Significant coastal flooding is likely early Saturday from a potent northeaster that is expected to develop and move northward, bringing blizzard conditions to parts of North Jersey and New England.

South Jersey may also see a period of potentially heavy snow starting late tonight.

The National Weather Service has issued a coastal flood watch for the entire New Jersey coast for late tonight and into Saturday. Minor flooding is expected this afternoon, but high tide Saturday morning could reach 7.8 feet in Atlantic City, or two-tenths of a foot shy of the major flooding threshold, according to forecasts.

That will translate to moderate to potentially major flooding, especially along the back bay areas, said Gary Szatkowski, meteorologist in charge at the National Weather Service’s Mount Holly office. High tide Saturday morning in Atlantic City comes in at 6:20 a.m., occurring up to two hours later in back bays.

A winter weather advisory also is in effect as of 5 p.m. today until 6 a.m. Saturday for all of South Jersey. Snow totals could be between 1 and 2 inches across much of the region, with a few pockets in western Atlantic County potentially getting four inches, according to weather service forecast maps.

Heavy rain and high winds are expected to affect the region for much of today, with the worst of the winds expected closest to the coast. The rain is likely to change over quickly to snow sometime after 9 p.m., Szatkowski said.

Some area municipalities are already preparing for the potential flooding. Atlantic City is warning residents who live in low-lying sections to move their cars ahead of Saturday morning’s high tide, said emergency management director Tom Foley.

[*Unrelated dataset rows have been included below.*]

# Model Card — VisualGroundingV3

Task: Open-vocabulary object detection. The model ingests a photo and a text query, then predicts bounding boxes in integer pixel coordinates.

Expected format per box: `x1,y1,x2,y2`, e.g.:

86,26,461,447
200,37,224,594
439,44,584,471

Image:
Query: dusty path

Brigantine Mayor Phil Guenther said public works crews are working to test flood pumps and flood gates. “We’re in the process of filling in along the dune line where our beaches are the narrowest to reinforce the dunes and to close off the street ends that might be open,” he said.

Blizzard warnings are in effect for the New York metro area, including Bergen and Hudson counties in New Jersey, and much of New England. The weather service also has issued “hurricane force wind warnings” just offshore of Long Island and New England.

The storm that will form off the coast is caused by two major systems merging together and then rapidly intensifying, said David Robinson, state climatologist and Rutgers University professor. The storm is forming further to the south than forecasters expected earlier in the week, which will cause higher winds and tides and bring more cold air into the system and to South Jersey, he said.

Szatkowski warned that two impacts from the storm may be worse due to existing damage from Hurricane Sandy — moderate to major beach erosion along the entire oceanfront and back bay flooding in places that are more prone to it following Sandy. Waves during the day today are expected to be between 5 feet and 7 feet in the surf zone, but by Saturday morning’s high tide at about 6 a.m., those waves will be between 6 feet and 8 feet.

“As we know, Sandy rearranged a lot of stuff in the back bay areas,” Szatkowski said of the potential that flooding could occur in places it didn’t prior to Sandy.

As for the beaches, he said, “there’s less of it to be eroded in many cases and it could result in some major impacts because there’s just not as much (sand) there to block the heavy wave action.”